Specifying User Preferences for Autonomous Robots through Interactive Learning
Loading...
Date
2020-09-28
Authors
Wilde, Nils
Advisor
Smith, Stephen
Kulic, Dana
Kulic, Dana
Journal Title
Journal ISSN
Volume Title
Publisher
University of Waterloo
Abstract
This thesis studies a central problem in human-robot interaction (HRI): How can non-expert users specify complex behaviours for autonomous robots? A common technique for robot task specification that does not require expert knowledge is active preference learning. The desired behaviour of a robot is learned by iteratively presenting the user with alternative behaviours of the robot. The user then chooses the alternative they prefer. It is assumed that they make this decision based on an internal, hidden cost function. From the user's choice among the alternatives, the robot learns the hidden user cost function.
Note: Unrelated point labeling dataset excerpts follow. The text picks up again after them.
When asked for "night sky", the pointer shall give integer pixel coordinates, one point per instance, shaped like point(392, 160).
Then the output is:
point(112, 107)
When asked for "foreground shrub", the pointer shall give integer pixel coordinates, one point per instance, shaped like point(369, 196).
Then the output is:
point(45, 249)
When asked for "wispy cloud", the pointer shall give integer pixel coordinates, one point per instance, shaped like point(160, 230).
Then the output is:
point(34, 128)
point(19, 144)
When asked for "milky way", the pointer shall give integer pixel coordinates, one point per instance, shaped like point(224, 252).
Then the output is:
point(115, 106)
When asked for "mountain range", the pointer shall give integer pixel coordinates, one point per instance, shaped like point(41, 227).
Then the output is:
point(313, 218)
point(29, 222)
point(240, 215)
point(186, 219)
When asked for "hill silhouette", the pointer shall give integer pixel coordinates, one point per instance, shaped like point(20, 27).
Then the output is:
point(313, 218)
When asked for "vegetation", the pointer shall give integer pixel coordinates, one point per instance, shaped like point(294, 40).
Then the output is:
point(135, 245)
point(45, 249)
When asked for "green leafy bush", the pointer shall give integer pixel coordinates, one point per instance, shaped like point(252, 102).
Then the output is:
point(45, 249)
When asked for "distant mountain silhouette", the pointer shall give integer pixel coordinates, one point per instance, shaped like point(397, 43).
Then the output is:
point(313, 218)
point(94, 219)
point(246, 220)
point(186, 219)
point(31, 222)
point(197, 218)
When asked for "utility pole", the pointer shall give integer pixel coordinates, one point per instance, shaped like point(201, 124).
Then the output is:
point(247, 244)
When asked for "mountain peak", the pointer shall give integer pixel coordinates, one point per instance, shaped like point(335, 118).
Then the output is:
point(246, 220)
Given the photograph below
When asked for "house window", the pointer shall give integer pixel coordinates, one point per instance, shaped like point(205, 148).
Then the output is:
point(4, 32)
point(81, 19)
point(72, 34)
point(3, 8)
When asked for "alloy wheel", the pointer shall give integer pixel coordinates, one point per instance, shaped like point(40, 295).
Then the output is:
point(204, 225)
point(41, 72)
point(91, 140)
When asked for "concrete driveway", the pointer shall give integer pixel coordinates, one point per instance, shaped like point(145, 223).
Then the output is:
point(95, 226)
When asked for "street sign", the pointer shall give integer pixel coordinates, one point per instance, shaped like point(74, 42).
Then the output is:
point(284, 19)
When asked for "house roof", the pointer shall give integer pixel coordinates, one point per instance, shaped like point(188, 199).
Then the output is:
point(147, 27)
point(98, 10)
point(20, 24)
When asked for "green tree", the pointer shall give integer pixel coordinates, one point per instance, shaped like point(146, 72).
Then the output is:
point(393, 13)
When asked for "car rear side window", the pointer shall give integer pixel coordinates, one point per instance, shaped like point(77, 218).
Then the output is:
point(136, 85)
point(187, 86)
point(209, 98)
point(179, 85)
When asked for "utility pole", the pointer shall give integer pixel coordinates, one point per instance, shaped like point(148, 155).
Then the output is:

We use an interactive framework allowing users to create robot task specifications. The behaviour of an autonomous robot can be specified by defining constraints on allowable robot states and actions. For instance, for a mobile robot a user can define traffic rules such as roads, slow zones or areas of avoidance. These constraints form the user-specified terms of the cost function. However, inexperienced users might be oblivious to the impact such constraints have on the robot task performance. Employing an active preference learning framework we present users with the behaviour of the robot following their specification, i.e., the constraints, together with an alternative behaviour where some constraints might be violated. A user cost function trades-off the importance of constraints and the performance of the robot. From the user feedback, the robot learns about the importance of constraints, i.e., parameters in the cost function.
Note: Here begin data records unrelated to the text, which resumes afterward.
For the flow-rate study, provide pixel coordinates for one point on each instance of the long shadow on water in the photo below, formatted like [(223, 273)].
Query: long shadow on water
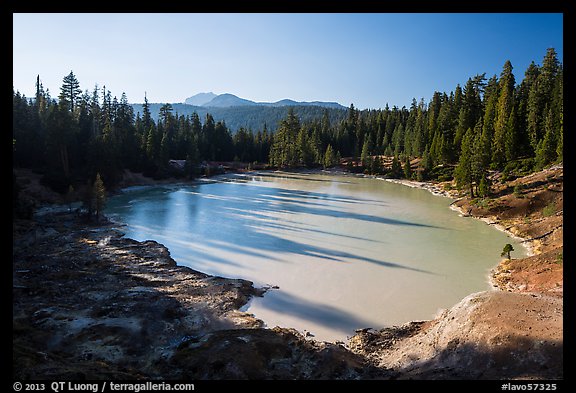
[(337, 319), (255, 225)]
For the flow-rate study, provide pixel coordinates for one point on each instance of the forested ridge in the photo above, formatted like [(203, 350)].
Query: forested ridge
[(489, 124)]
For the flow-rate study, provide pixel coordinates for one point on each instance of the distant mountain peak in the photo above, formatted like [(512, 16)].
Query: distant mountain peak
[(228, 100), (200, 99)]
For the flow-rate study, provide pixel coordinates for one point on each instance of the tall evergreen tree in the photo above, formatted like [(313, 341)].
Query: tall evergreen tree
[(70, 91), (504, 136)]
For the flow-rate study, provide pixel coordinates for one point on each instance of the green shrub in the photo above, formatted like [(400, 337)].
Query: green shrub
[(549, 210)]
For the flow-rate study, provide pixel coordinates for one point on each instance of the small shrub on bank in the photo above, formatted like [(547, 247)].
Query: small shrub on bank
[(549, 210)]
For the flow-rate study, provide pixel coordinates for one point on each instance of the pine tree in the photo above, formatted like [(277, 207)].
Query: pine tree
[(546, 151), (396, 170), (70, 91), (407, 168), (463, 172), (504, 136), (329, 157), (99, 194)]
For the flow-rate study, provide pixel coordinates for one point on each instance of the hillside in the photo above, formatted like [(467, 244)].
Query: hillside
[(515, 332), (250, 116)]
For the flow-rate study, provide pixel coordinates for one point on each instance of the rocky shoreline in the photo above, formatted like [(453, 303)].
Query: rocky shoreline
[(91, 304)]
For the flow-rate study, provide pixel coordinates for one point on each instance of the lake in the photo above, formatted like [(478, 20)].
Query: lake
[(346, 252)]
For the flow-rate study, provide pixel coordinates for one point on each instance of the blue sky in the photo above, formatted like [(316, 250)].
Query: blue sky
[(365, 59)]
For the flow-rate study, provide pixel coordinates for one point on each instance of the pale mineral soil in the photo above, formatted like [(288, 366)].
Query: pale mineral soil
[(90, 304), (513, 332)]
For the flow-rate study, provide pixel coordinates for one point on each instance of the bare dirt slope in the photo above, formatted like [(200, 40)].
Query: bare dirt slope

We first introduce an algorithm for specification revision that is based on a deterministic user model: We assume that the user always follows the proposed cost function. This allows for dividing the set of possible weights for the user constraints into infeasible and feasible weights whenever user feedback is obtained. In each iteration we present the path the user preferred previously again, together with an alternative path that is optimal for a weight that is feasible with respect to all previous iterations. This path is found with a local search, iterating over the feasible weights until a new path is found. As the number of paths is finite for any discrete motion planner, the algorithm is guaranteed to find the optimal solution within a finite number of iterations. Simulation results show that this approach is suitable to effectively revise user specifications within few iterations. The practicality of the framework is investigated in a user study. The algorithm is extended to learn about multiple tasks for the robot simultaneously, which allows for more realistic scenarios and another active learning component: The choice of task for which the user is presented with two alternative solutions. Through the study we show that nearly all users accept alternative solutions and thus obtain a revised specification through the learning process, leading to a substantial improvement in robot performance. Also, the users whose initial specifications had the largest impact on performance benefit the most from the interactive learning.
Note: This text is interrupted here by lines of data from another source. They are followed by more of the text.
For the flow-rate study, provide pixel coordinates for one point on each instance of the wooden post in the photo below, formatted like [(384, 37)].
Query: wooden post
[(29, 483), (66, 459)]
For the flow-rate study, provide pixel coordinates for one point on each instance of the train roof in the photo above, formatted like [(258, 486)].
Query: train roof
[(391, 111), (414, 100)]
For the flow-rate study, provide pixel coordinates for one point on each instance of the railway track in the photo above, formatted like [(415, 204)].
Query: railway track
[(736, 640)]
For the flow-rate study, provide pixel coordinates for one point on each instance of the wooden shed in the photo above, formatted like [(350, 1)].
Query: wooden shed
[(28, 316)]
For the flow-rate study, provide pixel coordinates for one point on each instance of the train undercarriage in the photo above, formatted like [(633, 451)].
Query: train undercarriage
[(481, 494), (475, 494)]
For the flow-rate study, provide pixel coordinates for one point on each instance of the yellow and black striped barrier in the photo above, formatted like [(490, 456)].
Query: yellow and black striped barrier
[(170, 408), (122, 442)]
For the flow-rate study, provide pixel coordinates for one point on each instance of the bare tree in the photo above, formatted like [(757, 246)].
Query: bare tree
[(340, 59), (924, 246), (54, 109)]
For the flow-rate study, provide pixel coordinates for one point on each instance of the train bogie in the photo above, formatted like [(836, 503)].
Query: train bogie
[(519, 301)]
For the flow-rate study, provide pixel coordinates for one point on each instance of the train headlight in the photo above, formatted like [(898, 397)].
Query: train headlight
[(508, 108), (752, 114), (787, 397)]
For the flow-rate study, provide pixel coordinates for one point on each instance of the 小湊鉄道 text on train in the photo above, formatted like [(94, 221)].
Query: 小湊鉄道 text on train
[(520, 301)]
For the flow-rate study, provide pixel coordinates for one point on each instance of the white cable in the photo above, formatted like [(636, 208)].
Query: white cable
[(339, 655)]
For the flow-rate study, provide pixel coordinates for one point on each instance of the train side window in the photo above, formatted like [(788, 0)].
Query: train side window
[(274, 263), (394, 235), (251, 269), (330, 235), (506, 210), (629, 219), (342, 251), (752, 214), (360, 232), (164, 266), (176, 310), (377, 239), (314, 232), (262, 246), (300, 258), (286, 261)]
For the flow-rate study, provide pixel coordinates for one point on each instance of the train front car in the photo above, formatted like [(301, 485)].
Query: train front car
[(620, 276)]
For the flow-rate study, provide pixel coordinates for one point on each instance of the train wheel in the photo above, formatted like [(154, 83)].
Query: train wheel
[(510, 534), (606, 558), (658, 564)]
Next, we weaken the assumptions about the user: In a probabilistic model we do not require the user to always follow our cost function. Based on the sensitivity of a motion planning problem, we show that different values in the user cost function, i.e., weights for the user constraints, do not necessarily lead to different robot behaviour. From the implied discretization of the space of possible parameters we derive an algorithm for efficiently learning a specification revision and demonstrate the performance and robustness in simulations. We build on the notion of sensitivity to an active preference learning technique based on maximum regret, i.e., the maximum error ratio over all possible solutions. We show that active preference learning based on regret substantially outperforms other state of the art approaches. Further, regret based preference learning can be used as an heuristic for both discrete and continuous state and action spaces.
An emerging technique for real-time motion planning are state lattice planners, based on a regular discrete set of robot states and pre-computed motions connecting the states, called motion primitives. We study how learning from demonstrations can be used to learn global preferences for robot movement, such as the trade-off between time and jerkiness of the motions. We show how to compute a user optimal set of motion primitives of given size, based on an estimate of the user preferences. We demonstrate that by learning about the motion primitives of a lattice planner, we can shape the robot's behaviour to follow the global user preferences while ensuring good computation time of the motion planner. Furthermore, we study how a robot can simultaneously learn about user preferences on both motions of a lattice planner and parts of the environment when a user is iteratively correcting the robot behaviour. We demonstrate in simulations that this approach is suitable to adapt to user preferences even when the features on the environment that a user considers are not given.